The National Institutes of Health, which proclaimed its readiness to “mine the big data mountain” in 2014, has been investing in genomic data analytics and patient data repositories long before being tapped by President Obama to take the lead in his precision medicine initiative. The NIH has already turned their attention to increasing patient involvement in genomic research with collaborations like the GenomeConnect project emerging from the NIH’s Clinical Genome Resource (ClinGen), a patient data repository and patient portal developed in partnership with Geisinger Health System.
“A data repository, even one as robust as ClinGen, is just the first piece of the pie when it comes to fully understanding the role genetics play in the prevention of disease and the development of treatments and therapies,” said Andrew Faucett, Director of Policy and Education at Geisinger Health System. “Together with patients, we can learn more about the human genome and the ability to re-establish contact with patients and request additional information about their health information is critical to the clinical use of genetic testing.”
“We’re trying to jump-start genomic medicine,” said Dr.
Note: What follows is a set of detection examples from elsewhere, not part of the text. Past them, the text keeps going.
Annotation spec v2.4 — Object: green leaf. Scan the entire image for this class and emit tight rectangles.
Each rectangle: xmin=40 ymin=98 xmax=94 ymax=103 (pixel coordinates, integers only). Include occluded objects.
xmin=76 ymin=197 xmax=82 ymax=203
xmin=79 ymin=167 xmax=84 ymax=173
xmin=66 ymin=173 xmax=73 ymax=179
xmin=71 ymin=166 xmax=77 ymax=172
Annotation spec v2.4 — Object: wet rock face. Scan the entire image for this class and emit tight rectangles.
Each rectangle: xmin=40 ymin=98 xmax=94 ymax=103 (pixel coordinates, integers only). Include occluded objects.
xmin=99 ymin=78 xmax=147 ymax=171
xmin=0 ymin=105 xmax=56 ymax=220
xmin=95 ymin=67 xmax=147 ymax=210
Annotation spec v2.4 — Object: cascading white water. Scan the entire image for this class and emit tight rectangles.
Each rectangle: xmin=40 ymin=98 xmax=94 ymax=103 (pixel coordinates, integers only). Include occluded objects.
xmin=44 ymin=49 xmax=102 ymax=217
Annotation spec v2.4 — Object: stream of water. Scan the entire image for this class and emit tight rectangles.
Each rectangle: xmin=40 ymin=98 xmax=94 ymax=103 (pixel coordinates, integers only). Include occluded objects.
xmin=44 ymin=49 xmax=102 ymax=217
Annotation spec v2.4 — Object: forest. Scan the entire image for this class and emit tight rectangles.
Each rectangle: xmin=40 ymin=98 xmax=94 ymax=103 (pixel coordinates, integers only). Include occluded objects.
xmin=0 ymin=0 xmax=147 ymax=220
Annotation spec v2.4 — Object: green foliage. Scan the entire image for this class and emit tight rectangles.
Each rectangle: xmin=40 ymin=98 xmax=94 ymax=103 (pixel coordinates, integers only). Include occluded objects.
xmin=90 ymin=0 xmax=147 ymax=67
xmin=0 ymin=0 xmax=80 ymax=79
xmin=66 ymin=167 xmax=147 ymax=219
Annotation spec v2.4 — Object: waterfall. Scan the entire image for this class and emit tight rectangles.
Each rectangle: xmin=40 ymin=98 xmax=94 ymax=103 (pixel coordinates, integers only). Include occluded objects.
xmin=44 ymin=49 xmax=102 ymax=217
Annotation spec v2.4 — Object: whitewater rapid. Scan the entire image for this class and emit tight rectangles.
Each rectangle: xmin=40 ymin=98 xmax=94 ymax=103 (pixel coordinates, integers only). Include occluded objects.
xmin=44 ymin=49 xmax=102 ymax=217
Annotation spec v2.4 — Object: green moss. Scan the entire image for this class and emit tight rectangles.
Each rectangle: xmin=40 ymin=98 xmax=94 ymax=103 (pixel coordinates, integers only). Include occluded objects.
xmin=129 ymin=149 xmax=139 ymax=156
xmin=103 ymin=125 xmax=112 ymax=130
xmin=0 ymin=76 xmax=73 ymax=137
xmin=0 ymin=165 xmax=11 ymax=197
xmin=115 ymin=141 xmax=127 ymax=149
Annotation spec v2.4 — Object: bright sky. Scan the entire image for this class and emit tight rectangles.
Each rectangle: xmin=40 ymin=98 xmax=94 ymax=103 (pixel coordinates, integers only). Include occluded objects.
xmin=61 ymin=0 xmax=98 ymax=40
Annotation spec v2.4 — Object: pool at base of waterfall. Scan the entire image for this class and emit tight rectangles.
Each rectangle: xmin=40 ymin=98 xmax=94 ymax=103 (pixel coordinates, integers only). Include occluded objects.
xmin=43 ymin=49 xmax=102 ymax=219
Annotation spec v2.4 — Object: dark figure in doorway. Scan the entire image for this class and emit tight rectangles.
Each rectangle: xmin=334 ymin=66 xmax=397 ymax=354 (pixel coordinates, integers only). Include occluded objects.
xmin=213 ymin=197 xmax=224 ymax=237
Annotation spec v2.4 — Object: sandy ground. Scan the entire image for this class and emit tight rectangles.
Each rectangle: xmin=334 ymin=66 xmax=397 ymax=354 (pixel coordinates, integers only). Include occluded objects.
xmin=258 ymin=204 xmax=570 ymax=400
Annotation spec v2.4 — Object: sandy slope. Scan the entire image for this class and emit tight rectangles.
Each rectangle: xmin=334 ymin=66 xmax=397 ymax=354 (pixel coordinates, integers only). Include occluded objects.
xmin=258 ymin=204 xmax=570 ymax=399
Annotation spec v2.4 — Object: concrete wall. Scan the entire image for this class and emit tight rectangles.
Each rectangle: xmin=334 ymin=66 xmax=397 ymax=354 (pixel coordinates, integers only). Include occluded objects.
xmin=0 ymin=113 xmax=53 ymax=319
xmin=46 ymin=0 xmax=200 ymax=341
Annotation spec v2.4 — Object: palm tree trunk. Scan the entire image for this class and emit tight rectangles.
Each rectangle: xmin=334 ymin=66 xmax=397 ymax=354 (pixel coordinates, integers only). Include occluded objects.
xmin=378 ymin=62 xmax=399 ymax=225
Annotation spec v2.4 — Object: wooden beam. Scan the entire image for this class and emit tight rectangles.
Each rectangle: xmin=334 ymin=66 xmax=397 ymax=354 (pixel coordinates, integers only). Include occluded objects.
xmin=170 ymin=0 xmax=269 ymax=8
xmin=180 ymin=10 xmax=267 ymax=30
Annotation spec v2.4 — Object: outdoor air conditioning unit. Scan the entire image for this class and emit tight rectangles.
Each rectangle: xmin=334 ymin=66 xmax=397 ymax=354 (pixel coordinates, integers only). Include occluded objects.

Michel Gottesman, Deputy Director for Intermural Research while announcing new research opportunities at the NIH Clinical Center. “It’s as if we were missing a whole dimension – like living in flat land and wanting the third dimension to navigate the landscape of the disease you’re studying.”
Leveraging patient interest in their own future health possibilities may be easier if anyone can order a kit online, swab their cheek at home, and receive results in the mail without ever phoning their physician’s office. But the accuracy, credibility, and usefulness of home genetic tests may be compromised if the budding industry does not adhere to agreed-upon data standards that ensure reliability and medical relevance.
The FDA and other regulating bodies will also need to set expectations for what can be included in consumer-facing reports, how patients can ensure their data remains private and secure, how to connect commercial DNA tests with national research institutions, and how payers or other healthcare stakeholders can and cannot make use of the results.
As the NIH and other organizations begin to work on the President’s proposed million-patient genetic databank, commercial genomics vendors may be able to piggy-back off increasing interest in personalized medicine as a way to attack the most insidious and deadly diseases that lurk somewhere in the strands of most patients’ DNA. But as the precision medicine industry develops, the early implementation of strong but fair oversight and clear guidelines for vendors and patients alike will help to ensure that personalized genomics finds a place in the data-driven healthcare landscape.